Durante su estadía en Los Ángeles, Simmons saltó entre tres apartamentos de lujo en un solo año, y en cada caso supuestamente se agachó de alguna forma, a pesar de su apariencia en línea de vivir una buena vida.
Las acusaciones llevaron a una amarga batalla judicial entre Simmons y Toufanian.
Inicialmente, Toufanian presentó una denuncia por agresión agravada, lo que llevó a Simmons a presentar su propia orden de protección en el tribunal de familia, alegando que la pareja tenía una relación íntima.
Afirmó que Toufanian lo acechaba, acosaba a sus compañeros de trabajo y lo amenazaba con un cuchillo.
Simmons le dijo al juez a fines del año pasado que habían estado saliendo durante aproximadamente un año.

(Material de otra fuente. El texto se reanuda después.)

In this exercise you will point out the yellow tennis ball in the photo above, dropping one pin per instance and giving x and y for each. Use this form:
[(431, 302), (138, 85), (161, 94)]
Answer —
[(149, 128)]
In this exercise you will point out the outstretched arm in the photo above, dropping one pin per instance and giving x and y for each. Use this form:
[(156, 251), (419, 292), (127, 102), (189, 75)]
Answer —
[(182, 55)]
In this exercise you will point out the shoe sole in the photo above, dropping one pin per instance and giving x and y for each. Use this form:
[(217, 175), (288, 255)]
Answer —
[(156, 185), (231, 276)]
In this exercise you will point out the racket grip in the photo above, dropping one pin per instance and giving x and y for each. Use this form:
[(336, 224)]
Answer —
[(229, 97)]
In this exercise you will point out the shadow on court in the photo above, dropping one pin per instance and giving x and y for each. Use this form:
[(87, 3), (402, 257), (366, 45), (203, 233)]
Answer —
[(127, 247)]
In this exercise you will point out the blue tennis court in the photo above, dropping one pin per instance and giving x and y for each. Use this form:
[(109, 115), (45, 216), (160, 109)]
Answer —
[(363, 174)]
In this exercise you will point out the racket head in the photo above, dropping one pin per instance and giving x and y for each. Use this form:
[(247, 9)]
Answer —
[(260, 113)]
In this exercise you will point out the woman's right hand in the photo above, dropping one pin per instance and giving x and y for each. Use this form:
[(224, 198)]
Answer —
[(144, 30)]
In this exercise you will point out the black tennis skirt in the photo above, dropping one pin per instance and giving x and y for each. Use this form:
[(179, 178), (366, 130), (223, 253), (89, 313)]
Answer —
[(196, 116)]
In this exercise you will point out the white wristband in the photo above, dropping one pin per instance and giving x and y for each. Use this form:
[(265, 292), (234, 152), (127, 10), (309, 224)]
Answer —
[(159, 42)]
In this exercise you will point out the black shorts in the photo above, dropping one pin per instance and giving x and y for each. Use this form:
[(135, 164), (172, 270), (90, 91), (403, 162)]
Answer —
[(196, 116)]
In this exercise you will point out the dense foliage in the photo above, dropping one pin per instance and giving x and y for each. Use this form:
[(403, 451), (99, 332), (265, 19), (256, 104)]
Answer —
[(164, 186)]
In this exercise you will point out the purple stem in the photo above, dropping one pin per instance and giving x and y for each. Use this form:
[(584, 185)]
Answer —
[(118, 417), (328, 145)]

Toufanian negó con vehemencia la afirmación y Simmons acusó a Vanity Fair de usar específicamente la frase “relación íntima”, argumentando que nunca dijo que fuera de naturaleza sexual.
En cambio, dice que los compañeros de cuarto ven juntos El loto blanco en la cama para justificar el uso del término relación íntima.
Según Toufanian, el juez desestimó la petición de Simmons.
Simmons se ha declarado inocente de los cargos de abuso sexual y el asunto aún está ante los tribunales.
El Daily Mail se ha puesto en contacto con Simmons para solicitar comentarios.